LAM/MPI logo

LAM/MPI General User's Mailing List Archives

  |   Home   |   Download   |   Documentation   |   FAQ   |   all just in this list

From: Alexander L. Belikoff (ABEL_at_[hidden])
Date: 2006-10-17 13:36:13


Hmm... checkpoints and restarts is good stuff in general but they
require a lot of redesign and a significant amount of added complexity.

The reason I raised the question in the first place was because I was
toying with an idea of transitioning a distributed application that
currently uses PVM to MPI. In PVM, handling peer process termination as
well as control over the application topology in the VM is fairly easy.
Since we are obsessive (for a good reason) about fault tolerance, our
application (that is, it's "rank 0" master process) knows when a "slave"
dies and resubmits the job to another one. Moreover, we can also do cool
things like "blacklisting" some slaves on a certain machine, when we are
confident the machine is not doing well, and get those slaves restarted
after some period of time - all from within the master process!

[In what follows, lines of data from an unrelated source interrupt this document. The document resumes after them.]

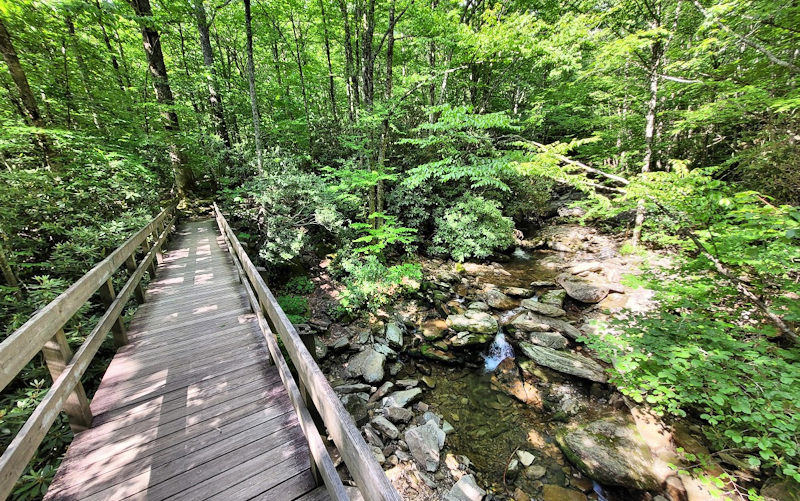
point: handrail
(44, 332)
(367, 473)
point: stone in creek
(356, 406)
(398, 414)
(434, 329)
(367, 364)
(542, 308)
(353, 388)
(611, 451)
(385, 427)
(558, 493)
(518, 292)
(564, 361)
(466, 489)
(498, 300)
(589, 289)
(467, 338)
(548, 339)
(473, 321)
(394, 335)
(508, 378)
(401, 398)
(424, 443)
(429, 351)
(555, 297)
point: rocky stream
(479, 387)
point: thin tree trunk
(251, 78)
(331, 88)
(214, 99)
(184, 178)
(24, 89)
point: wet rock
(353, 388)
(542, 308)
(401, 398)
(478, 305)
(785, 489)
(564, 361)
(548, 339)
(356, 406)
(508, 378)
(398, 414)
(525, 457)
(473, 321)
(433, 329)
(558, 493)
(467, 338)
(385, 427)
(368, 364)
(610, 451)
(555, 297)
(588, 289)
(498, 300)
(394, 335)
(424, 443)
(428, 351)
(466, 489)
(518, 292)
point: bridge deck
(189, 409)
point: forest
(439, 183)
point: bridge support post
(107, 295)
(57, 355)
(138, 291)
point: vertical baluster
(57, 355)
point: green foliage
(370, 284)
(473, 227)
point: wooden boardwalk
(189, 409)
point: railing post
(138, 291)
(107, 295)
(57, 355)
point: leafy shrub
(472, 228)
(370, 284)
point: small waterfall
(498, 351)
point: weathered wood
(18, 349)
(57, 355)
(23, 446)
(107, 295)
(367, 473)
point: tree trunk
(184, 179)
(214, 99)
(331, 88)
(251, 78)
(26, 95)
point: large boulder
(591, 288)
(466, 489)
(542, 308)
(564, 361)
(499, 301)
(611, 451)
(508, 378)
(367, 364)
(473, 321)
(424, 443)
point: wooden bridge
(198, 402)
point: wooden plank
(23, 446)
(18, 349)
(354, 451)
(57, 355)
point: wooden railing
(313, 392)
(44, 332)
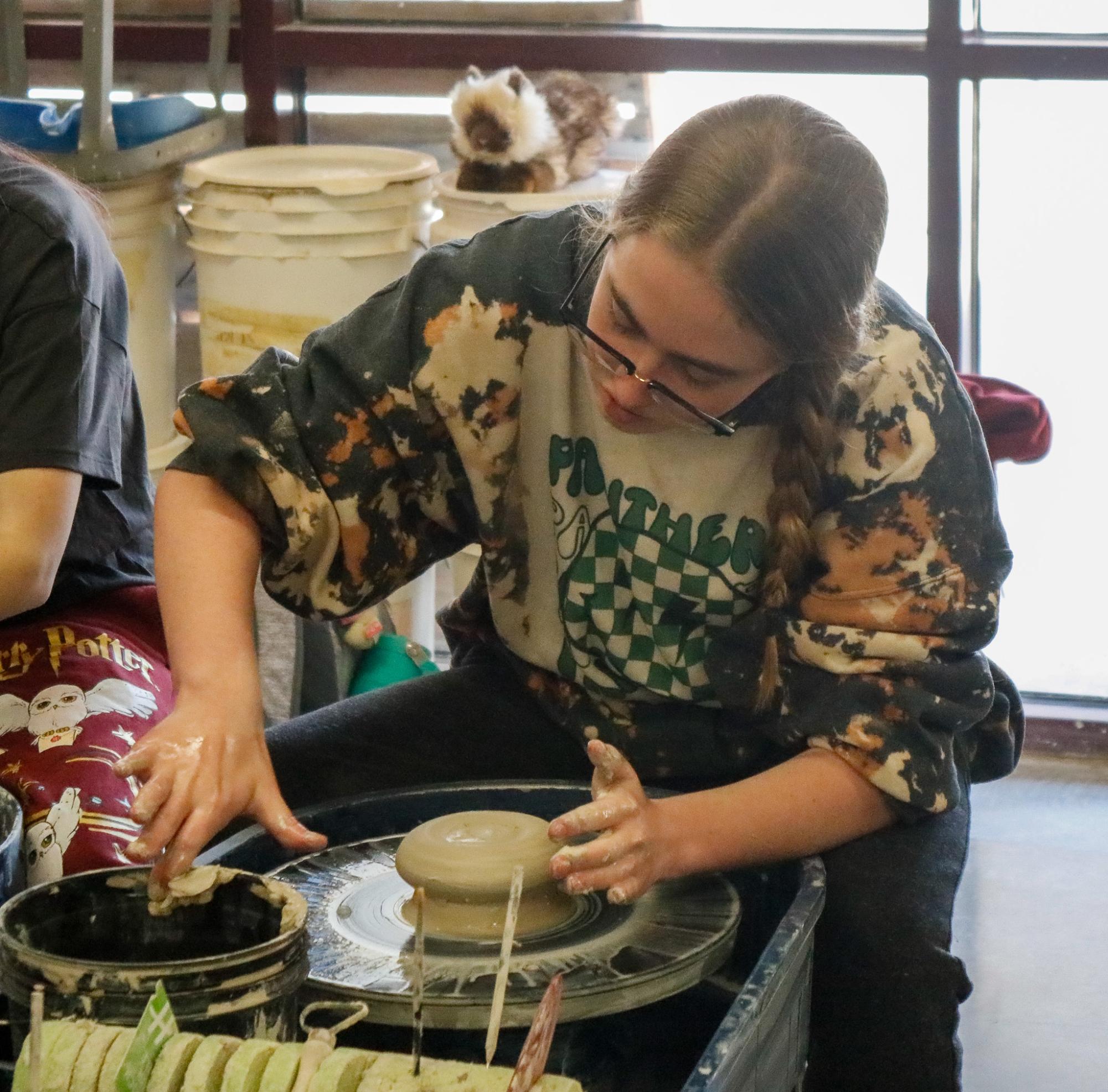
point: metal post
(13, 50)
(944, 302)
(259, 20)
(98, 130)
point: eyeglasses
(615, 364)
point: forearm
(207, 555)
(808, 804)
(37, 508)
(25, 582)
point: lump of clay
(342, 1070)
(465, 862)
(169, 1072)
(394, 1073)
(248, 1065)
(205, 1070)
(61, 1043)
(114, 1060)
(91, 1060)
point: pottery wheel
(612, 958)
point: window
(1044, 234)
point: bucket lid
(263, 245)
(332, 169)
(601, 187)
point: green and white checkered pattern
(637, 616)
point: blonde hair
(788, 211)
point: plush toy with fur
(512, 136)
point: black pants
(887, 989)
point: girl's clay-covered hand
(198, 775)
(628, 857)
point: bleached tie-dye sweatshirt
(620, 573)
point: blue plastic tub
(744, 1030)
(37, 126)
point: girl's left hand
(628, 857)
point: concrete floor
(1032, 924)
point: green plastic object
(393, 659)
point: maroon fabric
(77, 689)
(1015, 422)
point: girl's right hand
(201, 768)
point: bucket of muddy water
(231, 949)
(290, 239)
(12, 837)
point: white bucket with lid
(467, 212)
(291, 239)
(142, 230)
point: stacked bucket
(467, 212)
(141, 224)
(291, 239)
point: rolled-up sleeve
(384, 448)
(351, 473)
(883, 660)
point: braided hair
(787, 210)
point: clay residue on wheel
(199, 886)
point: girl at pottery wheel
(739, 540)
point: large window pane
(1058, 17)
(888, 113)
(1044, 237)
(803, 15)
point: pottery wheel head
(469, 856)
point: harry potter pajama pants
(887, 989)
(78, 688)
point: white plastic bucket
(467, 212)
(142, 230)
(291, 239)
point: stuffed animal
(512, 136)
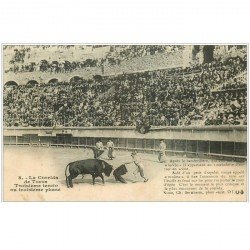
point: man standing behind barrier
(110, 147)
(162, 152)
(98, 150)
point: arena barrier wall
(225, 141)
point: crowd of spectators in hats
(116, 55)
(181, 97)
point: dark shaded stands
(208, 94)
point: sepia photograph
(125, 122)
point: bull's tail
(67, 174)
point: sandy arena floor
(43, 161)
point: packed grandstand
(202, 93)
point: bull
(94, 167)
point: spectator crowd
(207, 94)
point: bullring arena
(59, 101)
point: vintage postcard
(125, 122)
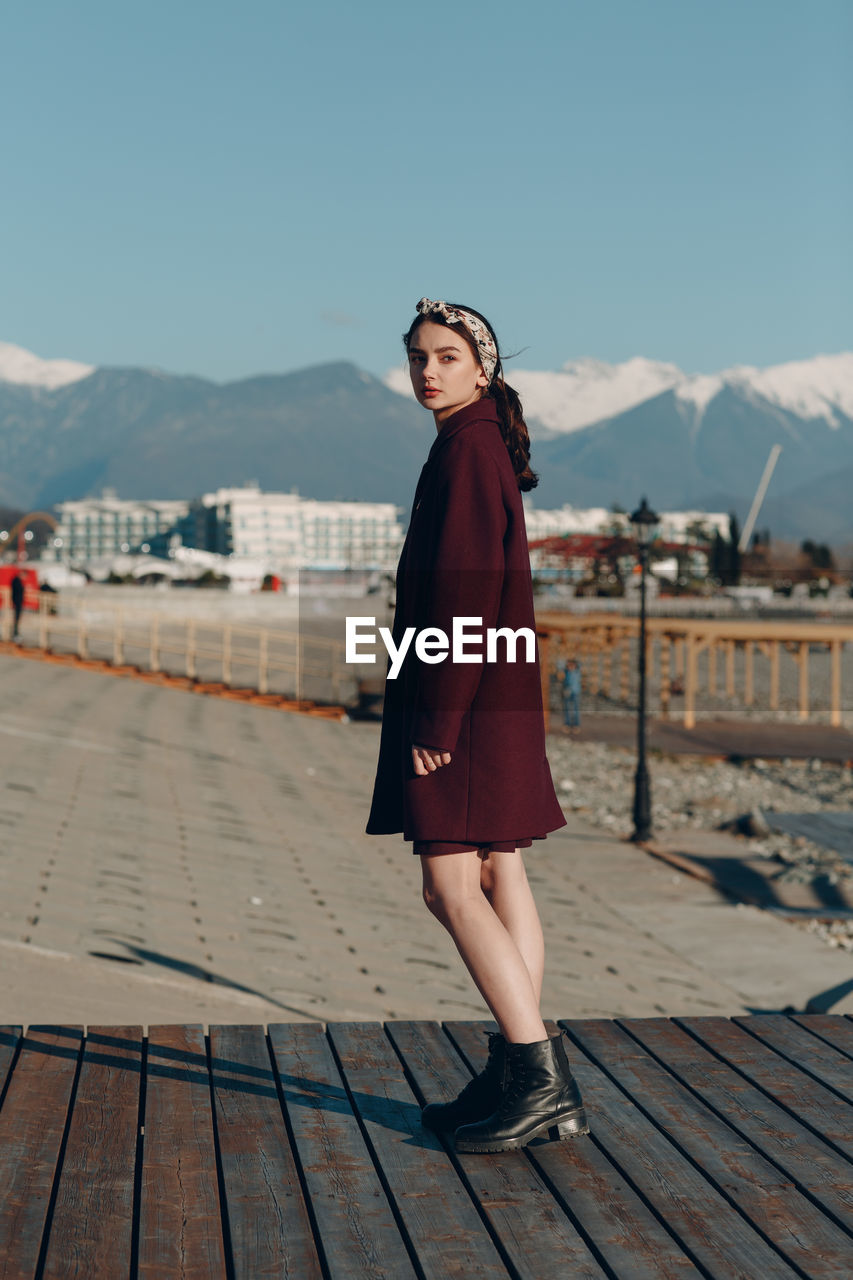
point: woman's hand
(425, 760)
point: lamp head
(644, 521)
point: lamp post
(644, 521)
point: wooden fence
(606, 649)
(687, 658)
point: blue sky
(229, 188)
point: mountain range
(602, 434)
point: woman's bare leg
(505, 883)
(454, 894)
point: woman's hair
(514, 429)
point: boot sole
(570, 1127)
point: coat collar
(480, 411)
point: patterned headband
(478, 330)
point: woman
(463, 768)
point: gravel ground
(597, 781)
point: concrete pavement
(167, 856)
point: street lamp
(644, 522)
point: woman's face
(445, 373)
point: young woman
(463, 768)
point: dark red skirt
(495, 846)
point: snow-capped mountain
(583, 392)
(24, 369)
(591, 391)
(602, 434)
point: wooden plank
(32, 1124)
(268, 1220)
(534, 1232)
(181, 1230)
(815, 1168)
(714, 1234)
(91, 1228)
(609, 1211)
(803, 1050)
(443, 1228)
(813, 1105)
(765, 1196)
(9, 1041)
(354, 1217)
(835, 1029)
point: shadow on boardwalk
(719, 1147)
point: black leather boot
(542, 1096)
(479, 1097)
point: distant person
(463, 768)
(17, 602)
(570, 694)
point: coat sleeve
(465, 580)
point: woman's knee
(447, 901)
(502, 872)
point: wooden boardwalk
(719, 1148)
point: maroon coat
(465, 554)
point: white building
(291, 533)
(92, 528)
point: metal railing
(267, 659)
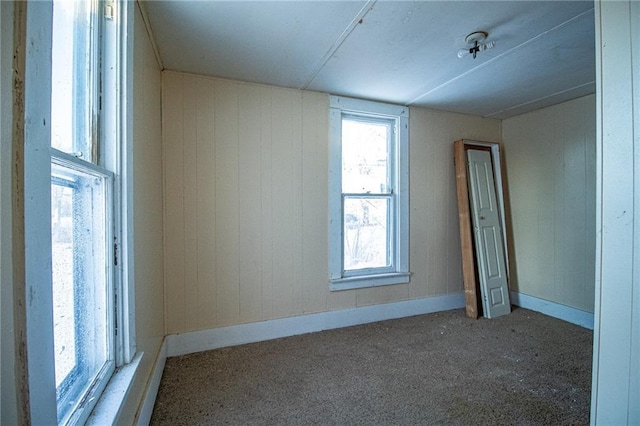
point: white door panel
(488, 235)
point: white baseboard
(149, 399)
(556, 310)
(196, 341)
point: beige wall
(147, 192)
(246, 182)
(550, 165)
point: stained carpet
(524, 368)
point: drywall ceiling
(403, 52)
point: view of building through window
(366, 191)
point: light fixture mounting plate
(476, 37)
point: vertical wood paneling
(227, 191)
(174, 273)
(314, 202)
(190, 197)
(283, 202)
(246, 199)
(297, 206)
(550, 157)
(266, 214)
(206, 205)
(249, 202)
(419, 201)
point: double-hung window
(368, 199)
(87, 286)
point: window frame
(398, 272)
(116, 127)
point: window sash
(76, 395)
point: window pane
(80, 299)
(365, 156)
(366, 236)
(73, 80)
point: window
(368, 199)
(87, 285)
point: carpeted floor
(524, 369)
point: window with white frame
(368, 194)
(87, 285)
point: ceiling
(403, 52)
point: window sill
(107, 410)
(363, 281)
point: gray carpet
(524, 369)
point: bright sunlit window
(84, 231)
(368, 194)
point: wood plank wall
(246, 184)
(550, 170)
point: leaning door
(488, 235)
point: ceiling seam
(542, 98)
(357, 20)
(147, 25)
(520, 46)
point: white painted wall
(147, 214)
(246, 182)
(616, 352)
(550, 172)
(8, 407)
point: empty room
(249, 212)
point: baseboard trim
(196, 341)
(556, 310)
(149, 399)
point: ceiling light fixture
(474, 40)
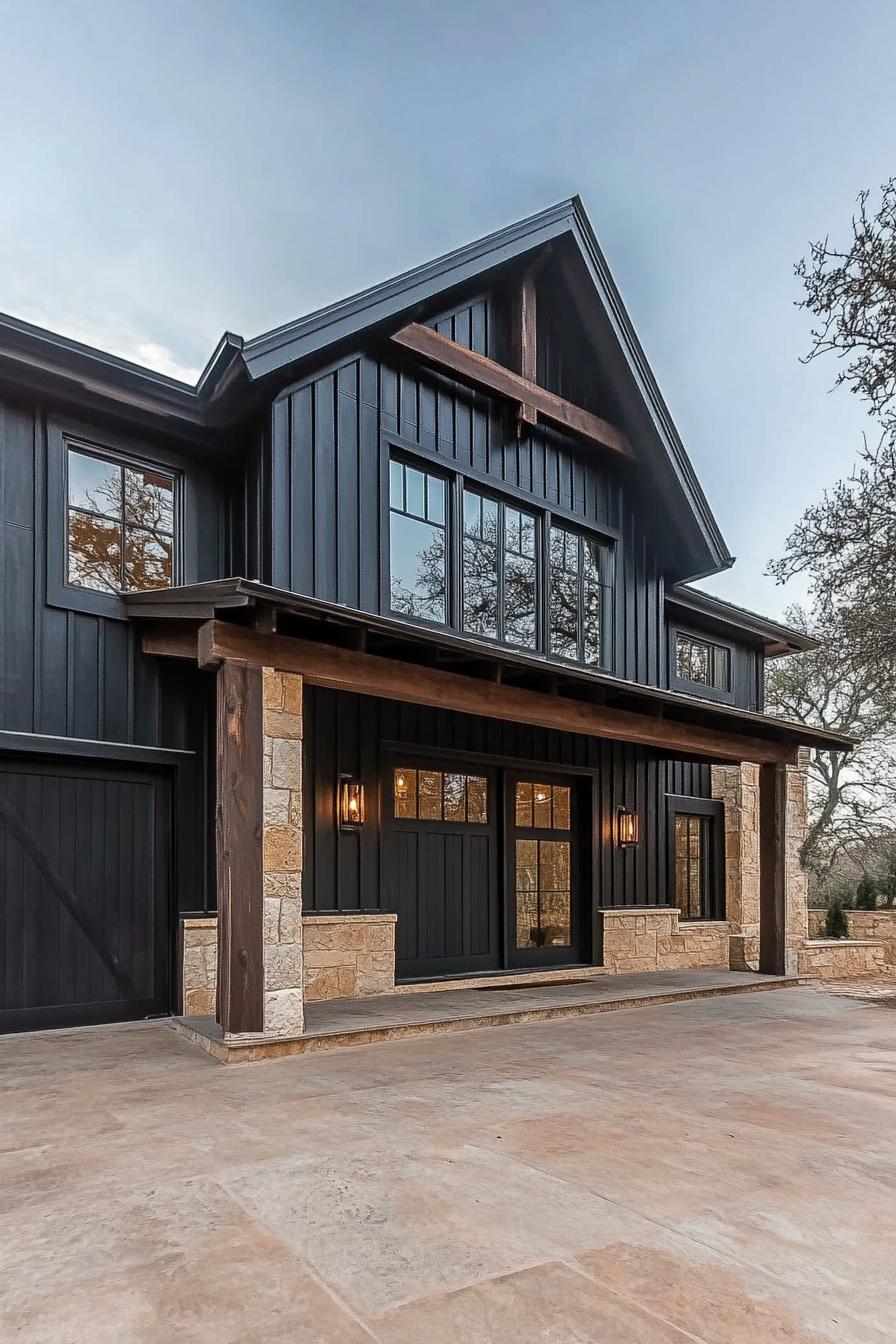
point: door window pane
(543, 894)
(439, 796)
(542, 807)
(405, 786)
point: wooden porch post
(773, 876)
(238, 831)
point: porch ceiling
(387, 657)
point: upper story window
(489, 566)
(576, 592)
(120, 524)
(499, 571)
(703, 663)
(418, 543)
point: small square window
(120, 534)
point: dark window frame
(711, 641)
(546, 512)
(125, 452)
(713, 859)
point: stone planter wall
(199, 967)
(863, 924)
(348, 956)
(656, 940)
(344, 957)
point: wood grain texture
(773, 887)
(366, 674)
(489, 376)
(241, 969)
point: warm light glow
(626, 828)
(351, 803)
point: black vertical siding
(345, 734)
(70, 674)
(325, 458)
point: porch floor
(360, 1022)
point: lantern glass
(628, 828)
(351, 803)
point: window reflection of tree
(140, 510)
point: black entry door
(83, 894)
(543, 871)
(441, 867)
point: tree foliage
(850, 797)
(846, 543)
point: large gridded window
(418, 543)
(499, 571)
(120, 524)
(439, 796)
(578, 593)
(703, 663)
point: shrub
(836, 922)
(867, 894)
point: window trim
(121, 450)
(707, 692)
(546, 512)
(713, 894)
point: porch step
(339, 1023)
(496, 980)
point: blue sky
(169, 171)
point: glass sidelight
(542, 866)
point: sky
(169, 171)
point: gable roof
(237, 367)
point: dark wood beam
(524, 342)
(366, 674)
(489, 376)
(238, 833)
(773, 878)
(172, 641)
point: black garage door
(83, 894)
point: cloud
(116, 338)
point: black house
(388, 614)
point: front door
(441, 867)
(543, 879)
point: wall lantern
(351, 803)
(626, 828)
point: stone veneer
(738, 788)
(282, 852)
(844, 958)
(348, 956)
(653, 938)
(198, 967)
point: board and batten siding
(328, 524)
(69, 674)
(347, 734)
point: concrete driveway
(719, 1169)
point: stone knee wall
(654, 938)
(343, 956)
(282, 852)
(863, 924)
(198, 967)
(348, 956)
(841, 958)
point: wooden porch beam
(489, 376)
(773, 878)
(238, 835)
(366, 674)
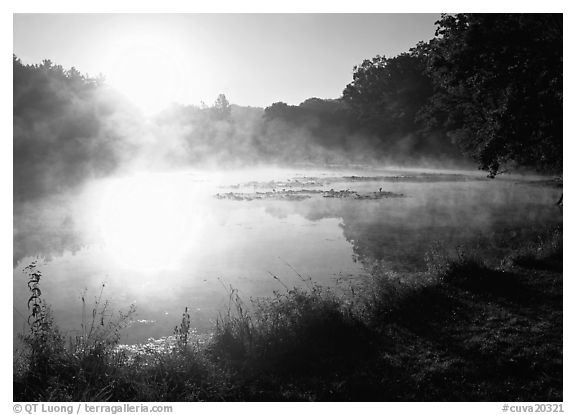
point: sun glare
(149, 73)
(146, 222)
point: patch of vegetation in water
(303, 194)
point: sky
(254, 59)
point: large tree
(498, 81)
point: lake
(169, 240)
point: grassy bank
(460, 331)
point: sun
(148, 73)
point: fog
(168, 208)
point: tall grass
(298, 344)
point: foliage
(498, 84)
(63, 129)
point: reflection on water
(164, 241)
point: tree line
(487, 87)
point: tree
(221, 108)
(498, 80)
(387, 93)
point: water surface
(164, 241)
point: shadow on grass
(461, 331)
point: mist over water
(168, 240)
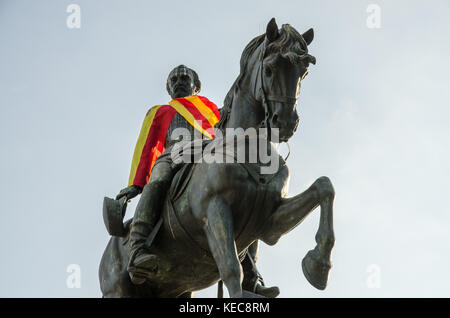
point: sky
(374, 114)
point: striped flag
(201, 113)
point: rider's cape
(201, 113)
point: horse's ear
(272, 30)
(308, 36)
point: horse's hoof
(316, 269)
(269, 292)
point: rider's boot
(253, 280)
(141, 262)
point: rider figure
(182, 82)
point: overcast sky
(374, 118)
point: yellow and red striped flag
(200, 112)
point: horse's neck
(246, 112)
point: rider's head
(182, 82)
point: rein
(272, 98)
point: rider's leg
(145, 218)
(253, 280)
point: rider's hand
(129, 192)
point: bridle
(265, 97)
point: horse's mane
(289, 41)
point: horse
(215, 211)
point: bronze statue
(206, 229)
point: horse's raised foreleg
(219, 232)
(291, 212)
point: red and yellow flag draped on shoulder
(201, 113)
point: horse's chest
(259, 196)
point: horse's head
(282, 62)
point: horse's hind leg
(219, 232)
(291, 212)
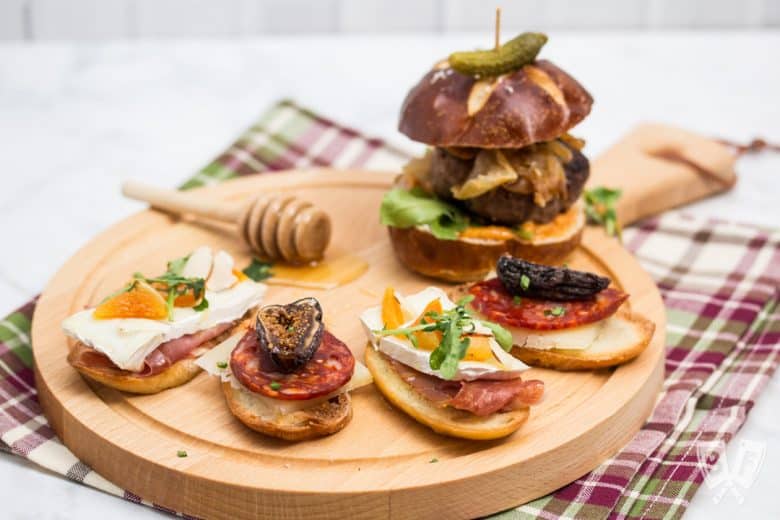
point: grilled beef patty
(502, 206)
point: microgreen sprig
(174, 285)
(600, 209)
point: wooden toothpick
(498, 27)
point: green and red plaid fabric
(719, 281)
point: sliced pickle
(509, 57)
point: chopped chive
(555, 311)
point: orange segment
(479, 349)
(392, 314)
(428, 340)
(141, 301)
(187, 299)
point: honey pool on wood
(380, 464)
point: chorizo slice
(492, 300)
(329, 368)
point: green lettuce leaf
(408, 208)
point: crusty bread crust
(444, 420)
(469, 260)
(177, 374)
(519, 111)
(325, 418)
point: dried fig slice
(523, 278)
(291, 333)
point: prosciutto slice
(480, 397)
(158, 360)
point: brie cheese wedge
(502, 366)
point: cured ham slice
(159, 359)
(480, 397)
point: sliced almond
(222, 276)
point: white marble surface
(76, 119)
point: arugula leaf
(173, 285)
(454, 349)
(408, 208)
(258, 270)
(503, 336)
(600, 209)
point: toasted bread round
(470, 259)
(538, 102)
(444, 420)
(626, 338)
(177, 374)
(324, 418)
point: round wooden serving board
(383, 464)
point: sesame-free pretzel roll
(538, 102)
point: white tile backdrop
(121, 19)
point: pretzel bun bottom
(469, 260)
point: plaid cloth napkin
(719, 281)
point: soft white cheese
(127, 341)
(609, 335)
(402, 350)
(577, 338)
(221, 276)
(199, 263)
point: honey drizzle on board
(324, 275)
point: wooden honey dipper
(276, 227)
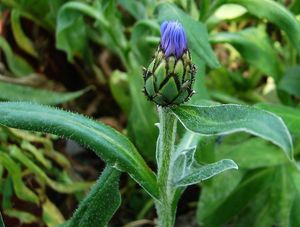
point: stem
(167, 131)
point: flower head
(170, 76)
(173, 39)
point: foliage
(246, 52)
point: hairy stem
(165, 148)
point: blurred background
(87, 56)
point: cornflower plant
(168, 83)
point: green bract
(168, 81)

Unfortunately, I don't see how this level of service can be achieved in
MPI (at least in a fairly standard-compliant implementation) -
especially given your response. Which is somewhat sad, since in a
distributed application (which is MPI's "raison d'etre") there are
plenty of points of failure and many failures are not critical enough to
justify the full application restart. It would be great to see a fairly
simple API (no need for transaction/restarts/checkpoints) achieving just
that - in my opinion, it would make MPI much more suitable for
reasonably fault-tolerant applications (a requirement for many large
systems, including the one, I'm dealing with.

Regards,
-- Sasha

Jeff Squyres wrote:
>
> LAM is -- at best -- only pseudo-able to handle the death of an MPI
> process. Specifically, I wouldn't recommend trying to write a fault
> tolerant MPI application using LAM/MPI that could withstand the death
> of a process in MPI_COMM_WORLD.
>
> Keep in mind that MPI [quite intentionally] does not specify what
> happens when a process dies, so it's totally up to the implementation
> as to what to do. Most MPI's, LAM/MPI included, simply kill the rest
> of the job. FT-MPI out of the University of Tennessee allows you to
> do some interesting things, but you need to specifically write code
> to their API, etc.
>
> Work is ongoing in Open MPI to be able to handle these kinds of
> errors. The first step is adding checkpoint/restart capabilities in
> Open MPI (the hardest part of which is all the infrastructure needed
> to make that possible), and then we'll do more interesting things
> after that (to include FT-MPI-like things).
>